Stata The Stata listserver
[Date Prev][Date Next][Thread Prev][Thread Next][Date index][Thread index]

st: RE: RE: mapping a value from 2 variables


From   Joly.Patrick@ic.gc.ca
To   statalist@hsphsun2.harvard.edu
Subject   st: RE: RE: mapping a value from 2 variables
Date   Fri, 26 Jul 2002 07:29:55 -0400

To recap this thread:  In response to my posting where I expressed my wish
to avoid explicit looping over observations to create a value label mapping
between a numeric variable and a string variable, Michael Blasnik suggested
the following approach:

Michael Blasnik wrote
[...]
>
> gen str1 cmd=""
> replace cmd="label define mylab
> "+string(nvar)+char(34)+svar+char(34)+"
> ,modify"
> outsheet cmd using cmd.do, nonames noquote
> drop cmd
>
> Then you can -run cmd-
>
> This approach just builds a string variable that has the label define
> commands and uses char(34) to insert quotes.  Of course, if you have
> repetitive values of nvar you should first collapse the
> dataset down to one
> obs for each nvar

Nick Cox had previously suggested
> > > I don't know of anything quite like this, but
> > > for once a looping over observations would seem
> > > to solve the problem:
> > >
> > > local N = _N
> > > forval i = 1/`N' {
> > >     local val = naics[`i']
> > >     local label = labelnaics[`i']
> > >     label def naicslab `val' "`label'" , modify
> > > }
> > >
> > > Nick
> > > n.j.cox@durham.ac.uk
> >


Nick already commented on Michael's solution, stating that although the
latter avoids explicit looping over observations, it nevertheless requires
converting a numeric variable to a string, something which Stata must
accomplish one observation at a time.

Michael's line of attack is to concatenate the -label define # "..."- into a
single variable which may then be sent to a text file via -outsheet-.  It
works.  However, my first reaction to it was that, given (Intercooled)
Stata's 80-character limit for string variables, the line

   replace cmd="label define mylab "+string(nvar)+  /*
         */     char(34)+svar+char(34)+",modify"

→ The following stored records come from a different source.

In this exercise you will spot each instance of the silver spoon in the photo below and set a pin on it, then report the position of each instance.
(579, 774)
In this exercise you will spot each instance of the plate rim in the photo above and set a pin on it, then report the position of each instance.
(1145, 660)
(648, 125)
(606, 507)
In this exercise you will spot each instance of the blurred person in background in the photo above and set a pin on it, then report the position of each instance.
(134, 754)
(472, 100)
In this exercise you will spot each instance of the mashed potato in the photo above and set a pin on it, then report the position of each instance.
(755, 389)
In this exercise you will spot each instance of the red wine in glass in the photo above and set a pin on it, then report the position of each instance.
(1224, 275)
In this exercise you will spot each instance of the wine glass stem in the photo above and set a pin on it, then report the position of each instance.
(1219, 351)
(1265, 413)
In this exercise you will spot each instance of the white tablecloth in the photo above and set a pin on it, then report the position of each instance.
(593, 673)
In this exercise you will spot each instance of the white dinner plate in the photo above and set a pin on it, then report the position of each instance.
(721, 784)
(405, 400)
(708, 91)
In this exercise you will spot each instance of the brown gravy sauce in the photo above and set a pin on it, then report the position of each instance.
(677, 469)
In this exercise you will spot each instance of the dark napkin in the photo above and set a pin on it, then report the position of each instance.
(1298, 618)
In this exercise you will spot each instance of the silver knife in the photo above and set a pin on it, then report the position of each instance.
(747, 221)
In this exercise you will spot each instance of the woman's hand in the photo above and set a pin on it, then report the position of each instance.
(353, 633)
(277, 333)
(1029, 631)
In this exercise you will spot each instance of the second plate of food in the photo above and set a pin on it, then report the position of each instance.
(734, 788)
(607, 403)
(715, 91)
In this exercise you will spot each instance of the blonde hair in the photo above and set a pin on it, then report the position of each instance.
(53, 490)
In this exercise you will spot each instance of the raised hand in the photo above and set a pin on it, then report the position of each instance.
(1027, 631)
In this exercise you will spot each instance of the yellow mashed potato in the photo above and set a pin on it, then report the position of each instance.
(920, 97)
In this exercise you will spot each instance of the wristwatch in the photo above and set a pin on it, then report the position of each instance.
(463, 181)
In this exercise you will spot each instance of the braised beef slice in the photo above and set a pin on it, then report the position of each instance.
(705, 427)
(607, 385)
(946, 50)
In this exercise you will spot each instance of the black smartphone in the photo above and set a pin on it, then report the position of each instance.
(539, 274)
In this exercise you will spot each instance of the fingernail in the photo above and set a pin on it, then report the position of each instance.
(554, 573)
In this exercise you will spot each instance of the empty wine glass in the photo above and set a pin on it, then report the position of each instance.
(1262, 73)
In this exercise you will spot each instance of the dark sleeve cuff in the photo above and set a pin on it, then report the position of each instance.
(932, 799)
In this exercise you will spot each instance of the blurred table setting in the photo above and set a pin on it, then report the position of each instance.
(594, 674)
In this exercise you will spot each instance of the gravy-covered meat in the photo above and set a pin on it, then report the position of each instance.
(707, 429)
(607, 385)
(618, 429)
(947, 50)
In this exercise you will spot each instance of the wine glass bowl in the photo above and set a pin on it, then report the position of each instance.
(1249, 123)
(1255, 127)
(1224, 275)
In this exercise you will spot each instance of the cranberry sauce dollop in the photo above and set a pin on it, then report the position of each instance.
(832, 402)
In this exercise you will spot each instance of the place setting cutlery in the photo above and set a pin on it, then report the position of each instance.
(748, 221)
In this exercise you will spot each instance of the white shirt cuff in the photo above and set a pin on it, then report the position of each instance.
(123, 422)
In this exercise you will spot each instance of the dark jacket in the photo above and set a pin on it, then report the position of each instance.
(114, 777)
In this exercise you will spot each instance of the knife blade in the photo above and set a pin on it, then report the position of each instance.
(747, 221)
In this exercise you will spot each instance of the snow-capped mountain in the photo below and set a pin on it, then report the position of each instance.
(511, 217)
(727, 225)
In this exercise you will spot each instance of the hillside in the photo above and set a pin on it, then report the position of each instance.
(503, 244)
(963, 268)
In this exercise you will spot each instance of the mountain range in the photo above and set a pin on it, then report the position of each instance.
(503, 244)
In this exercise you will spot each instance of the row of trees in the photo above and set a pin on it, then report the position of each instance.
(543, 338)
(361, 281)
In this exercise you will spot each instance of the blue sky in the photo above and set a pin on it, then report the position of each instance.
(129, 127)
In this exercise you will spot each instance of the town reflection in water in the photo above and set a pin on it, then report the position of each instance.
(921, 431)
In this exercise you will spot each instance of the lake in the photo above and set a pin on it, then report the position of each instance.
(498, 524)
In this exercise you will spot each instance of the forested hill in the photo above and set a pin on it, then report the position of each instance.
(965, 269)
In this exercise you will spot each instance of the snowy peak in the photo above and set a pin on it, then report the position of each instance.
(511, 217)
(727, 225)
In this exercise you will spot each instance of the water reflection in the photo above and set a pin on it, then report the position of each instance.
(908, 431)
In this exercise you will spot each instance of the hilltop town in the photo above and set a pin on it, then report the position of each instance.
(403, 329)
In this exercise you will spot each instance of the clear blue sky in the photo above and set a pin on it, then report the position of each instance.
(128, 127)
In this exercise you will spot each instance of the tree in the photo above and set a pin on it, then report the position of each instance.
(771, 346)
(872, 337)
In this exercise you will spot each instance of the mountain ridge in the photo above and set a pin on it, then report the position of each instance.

will impose a significant constraint on the length of the value label
(contained in variable _svar_).

I then realised that by saving the data in tab-delimited format as Michael
did, we can avoid the concatenation altogether since Stata doesn't really
complain when it encounters a tab character in a .do file.  The only
drawback I see so far is that we lose 4-character places for the value label
since we must add compound double quotes to the string variable.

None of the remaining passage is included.